The first time you refer to a table in a MapD query there is some overhead to load and prepare the metadata about the table, it will also load any string dictionaries required for all dictionary encoded columns of this table. This is a one time cost per table you access.

The first time you refer to a column in an SQL query the data needs to be transfered off disk and into memory. The large additional time you see is the disk to memory cost it is a one time cost per column you access.

The first time MapD sees a new query it builds a new kernel to execute, the over head to build the kernel will add a some small amount of time (10s of ms) to the execution time. This is a one time cost per query pattern as literals are hoisted so the same kernel can be used for any subsequently seen similar queries.

When we benchmark we normally keep the first query time separate from other query executions.

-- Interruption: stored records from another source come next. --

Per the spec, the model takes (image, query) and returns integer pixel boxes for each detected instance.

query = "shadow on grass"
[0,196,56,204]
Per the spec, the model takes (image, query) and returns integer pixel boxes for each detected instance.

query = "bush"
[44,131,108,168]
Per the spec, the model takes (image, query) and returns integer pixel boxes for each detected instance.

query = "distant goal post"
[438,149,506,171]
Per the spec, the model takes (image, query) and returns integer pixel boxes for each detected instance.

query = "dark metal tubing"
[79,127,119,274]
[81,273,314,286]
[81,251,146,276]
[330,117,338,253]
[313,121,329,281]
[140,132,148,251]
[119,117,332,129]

the first time is useful for getting an idea of how fast the disk subsystem is.
the subsequent times are useful for measuring how fast the MapD Query engine is.

If you are assuming the subsequent timing is query result caching that is not the case, there is no query result caching in MapD so each query is re evaluated when it is seen. You can confirm the speed by doing similar queries but change the filter ranges around.



when we do 'copy table from file ', we are not copying the records into GPU RAM?
and in mapd hardware shedule says one NVIDIA P40 can handle 417M hot data, so can we mannually put records into GPU RAM so that we can reduce the IO time cost?



COPY FROM prepares and loads the data onto the disk system used by MapD it does not move it into memory or GPU VRAM. it is quite likely that your queries do not need most of the columns loaded to be on the GPU. We are precious with GPU ram and so do not load columns onto it unless we know it is needed (column is used for calculations, aggregation or filtered).

if you wish to preload the columns required for a known set of queries you ask MapD to run a series of queries on startup, which in turn will load the appropriate memory levels. This option is db-query-list but it will not remove the IO cost just move it to when the server very first starts up.